The Players haven’t flourished since their farewell performance of Thomas Kyd’s The Spanish Tragedy 20 years earlier. Phil McCann and Tony Brown have abandoned the theater altogether, McCann for a cushy bank job, Brown for the genteel poverty of a schoolteacher. Jerry Talbot and Bradley Quirk make do with bit parts in soap operas and commercials. Lucy Cavendish runs a boardinghouse. Ruth Audley went back home to nurse her ailing mum; her younger sister, Sarah, has won only modest success playing the Kindly Witch in Friday Corner, a children’s television show. Only Mark Cotton has hit the jackpot. His TV show about DCI Prince has viewers across the country, and his fans, cunningly called the Cotton Buds, storming every public appearance he makes. Which is why Mid-Lancashire's Chief Superintendent Holmes is beside himself when the Players decide to restage Kyd’s revenge play in the old Sunshine Bingo hall, which former Whitebridge Players manager Geoff Turnbull has refurbished for the purpose. Of course, highflying Cotton manages to infuriate every one of his former colleagues, grabbing directing duties from Geoff, replacing Jerry in the lead role, seducing the ladies, and badgering and demeaning everyone else. So when his staged hanging turns real, it isn’t the Buds who are in the limelight, it’s the Players.
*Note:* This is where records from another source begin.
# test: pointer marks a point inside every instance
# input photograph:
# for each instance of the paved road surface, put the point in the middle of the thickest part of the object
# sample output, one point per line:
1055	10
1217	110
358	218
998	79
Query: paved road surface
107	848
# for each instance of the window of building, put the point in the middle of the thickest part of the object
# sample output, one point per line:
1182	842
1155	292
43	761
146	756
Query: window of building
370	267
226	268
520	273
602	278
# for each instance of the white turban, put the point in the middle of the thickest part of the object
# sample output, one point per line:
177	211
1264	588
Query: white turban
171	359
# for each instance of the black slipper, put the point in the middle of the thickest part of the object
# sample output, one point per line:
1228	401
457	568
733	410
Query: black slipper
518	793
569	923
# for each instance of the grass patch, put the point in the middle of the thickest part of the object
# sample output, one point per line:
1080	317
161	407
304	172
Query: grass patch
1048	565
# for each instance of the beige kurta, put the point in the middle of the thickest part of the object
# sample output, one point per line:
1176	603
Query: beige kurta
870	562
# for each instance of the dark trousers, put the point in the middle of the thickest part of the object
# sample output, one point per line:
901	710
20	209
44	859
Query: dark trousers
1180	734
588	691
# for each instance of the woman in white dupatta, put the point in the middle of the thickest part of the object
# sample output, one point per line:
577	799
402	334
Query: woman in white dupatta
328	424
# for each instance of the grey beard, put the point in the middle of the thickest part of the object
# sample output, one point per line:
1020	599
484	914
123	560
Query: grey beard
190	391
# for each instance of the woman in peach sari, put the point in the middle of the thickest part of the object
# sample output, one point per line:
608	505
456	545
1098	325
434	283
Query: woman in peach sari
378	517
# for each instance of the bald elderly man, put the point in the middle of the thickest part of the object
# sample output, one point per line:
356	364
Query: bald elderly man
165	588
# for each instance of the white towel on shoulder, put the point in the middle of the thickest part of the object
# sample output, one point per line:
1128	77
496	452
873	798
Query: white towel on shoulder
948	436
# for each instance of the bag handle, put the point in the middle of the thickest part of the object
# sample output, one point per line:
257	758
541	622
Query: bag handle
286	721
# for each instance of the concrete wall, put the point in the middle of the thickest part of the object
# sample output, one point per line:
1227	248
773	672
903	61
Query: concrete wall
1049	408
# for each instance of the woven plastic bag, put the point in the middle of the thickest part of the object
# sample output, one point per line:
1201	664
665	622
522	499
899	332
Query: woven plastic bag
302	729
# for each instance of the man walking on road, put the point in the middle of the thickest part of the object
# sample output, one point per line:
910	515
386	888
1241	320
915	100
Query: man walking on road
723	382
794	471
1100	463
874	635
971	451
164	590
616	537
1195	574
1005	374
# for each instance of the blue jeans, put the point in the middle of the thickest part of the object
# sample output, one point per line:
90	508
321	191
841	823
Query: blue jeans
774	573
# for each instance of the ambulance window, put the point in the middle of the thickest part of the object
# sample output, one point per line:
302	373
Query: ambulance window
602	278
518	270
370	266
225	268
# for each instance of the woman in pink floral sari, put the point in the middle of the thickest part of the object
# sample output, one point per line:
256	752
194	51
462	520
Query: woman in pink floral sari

And DCI Monika Paniatowski, in the third trimester of an unplanned pregnancy, needs to find the killer quickly before her new boss bows to public pressure and throws her under the bus, baby and all.
Spencer’s lively take on the old victim-everyone-hated chestnut isn’t Monika’s best outing but still has enough thrills to please fans of the franchise.